Thalidomide has been trialled in central nervous system tuberculosis due to its immunomodulatory and immune reconstitution effects, through inhibition of TNF-alpha. Despite animal models demonstrating dramatic improvement in survival, studies in paediatric patients have been associated with higher levels of mortality. The effects of thalidomide have not yet been studied in adults with CNS TB. This narrative case series guides clinicians through a range of CNS TB clinical cases seen in a large London teaching hospital, serving a region with a high TB incidence of 32 per 100,000, with 55% of TB manifesting as extrapulmonary disease.
Keddie et al., aim to illustrate the experiences of using thalidomide to treat a range of severe CNS TB complications.
Five inpatients at the Royal London Hospital, London, UK treated with thalidomide in addition to standard TB treatment are described in detail. The rationale for treatment initiation with thalidomide is explained.
The case examples are used to guide our reflections and lessons learnt regarding the use of thalidomide. Responses to treatment and functional outcomes suggest thalidomide may be a useful adjunct to standard TB therapy in selected adult cases.

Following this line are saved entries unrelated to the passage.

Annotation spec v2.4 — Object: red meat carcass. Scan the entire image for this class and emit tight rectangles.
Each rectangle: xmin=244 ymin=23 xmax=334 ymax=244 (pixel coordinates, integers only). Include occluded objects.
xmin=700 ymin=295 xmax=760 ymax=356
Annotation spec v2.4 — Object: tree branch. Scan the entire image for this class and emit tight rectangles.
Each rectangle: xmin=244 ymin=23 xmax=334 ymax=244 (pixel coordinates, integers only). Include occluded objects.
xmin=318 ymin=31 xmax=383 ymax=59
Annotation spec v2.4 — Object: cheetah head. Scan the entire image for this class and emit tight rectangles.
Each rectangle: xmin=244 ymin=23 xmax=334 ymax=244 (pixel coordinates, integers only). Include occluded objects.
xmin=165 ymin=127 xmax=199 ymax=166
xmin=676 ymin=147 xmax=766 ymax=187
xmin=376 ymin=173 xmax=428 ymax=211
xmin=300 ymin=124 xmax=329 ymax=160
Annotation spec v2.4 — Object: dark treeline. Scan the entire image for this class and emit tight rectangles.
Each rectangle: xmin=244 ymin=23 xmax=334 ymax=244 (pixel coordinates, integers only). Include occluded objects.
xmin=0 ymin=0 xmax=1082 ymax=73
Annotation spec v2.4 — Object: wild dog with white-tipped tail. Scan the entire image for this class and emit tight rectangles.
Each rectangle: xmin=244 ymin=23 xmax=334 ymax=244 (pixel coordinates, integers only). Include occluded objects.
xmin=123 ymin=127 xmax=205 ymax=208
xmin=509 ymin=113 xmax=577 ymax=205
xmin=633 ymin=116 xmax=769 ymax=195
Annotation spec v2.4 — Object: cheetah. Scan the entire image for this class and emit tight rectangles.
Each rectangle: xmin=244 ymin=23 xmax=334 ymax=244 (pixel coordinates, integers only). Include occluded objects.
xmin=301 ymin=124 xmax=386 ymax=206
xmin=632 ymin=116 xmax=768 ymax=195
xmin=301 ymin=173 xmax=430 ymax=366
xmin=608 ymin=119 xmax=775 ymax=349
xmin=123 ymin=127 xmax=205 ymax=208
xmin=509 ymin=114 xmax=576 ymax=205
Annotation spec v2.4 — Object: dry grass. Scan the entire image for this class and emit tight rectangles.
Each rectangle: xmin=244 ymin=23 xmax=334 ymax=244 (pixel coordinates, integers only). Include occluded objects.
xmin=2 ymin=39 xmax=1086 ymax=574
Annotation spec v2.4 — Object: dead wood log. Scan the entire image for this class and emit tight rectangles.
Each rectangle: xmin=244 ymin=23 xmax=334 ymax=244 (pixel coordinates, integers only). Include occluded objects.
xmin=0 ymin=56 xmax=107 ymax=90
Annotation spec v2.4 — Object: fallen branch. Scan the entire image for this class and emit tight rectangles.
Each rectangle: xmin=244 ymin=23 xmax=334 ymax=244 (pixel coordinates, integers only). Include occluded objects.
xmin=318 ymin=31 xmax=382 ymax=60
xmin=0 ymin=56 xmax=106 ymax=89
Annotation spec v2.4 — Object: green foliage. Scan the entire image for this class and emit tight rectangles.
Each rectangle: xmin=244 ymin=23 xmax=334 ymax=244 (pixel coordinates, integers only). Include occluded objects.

The experience gained from using thalidomide in this small case series may provide evidence towards more research into using thalidomide to treat severe CNS TB 1).
Overexpression of pro-angiogenic molecules such as VEGF and basic fibroblast growth factor (bFGF) has been considered typical of high-grade glioma.
Thalidomide (N-phthalylglutamic acid imide) was found to inhibit VEGF and bFGF in an animal model. RTOG 9806 was a single arm study to evaluate safety and efficacy of daily thalidomide with radiation therapy in patients with newly diagnosed GBM. Thalidomide was delivered in 200 mg of the daily dose before sleep starting with the first fraction of radiation. The dose was increased every 1-2 weeks by 100 mg-200 mg to 1200 mg as tolerated and continued as 8 weekly cycles until disease progression. The primary endpoint was OS with secondary endpoints of PFS and toxicity. The median survival time was 10 months not different from the historical cohort with increased toxicity in the form of venous thrombosis, fatigue, skin reactions, encephalopathy, and neuropathy 2).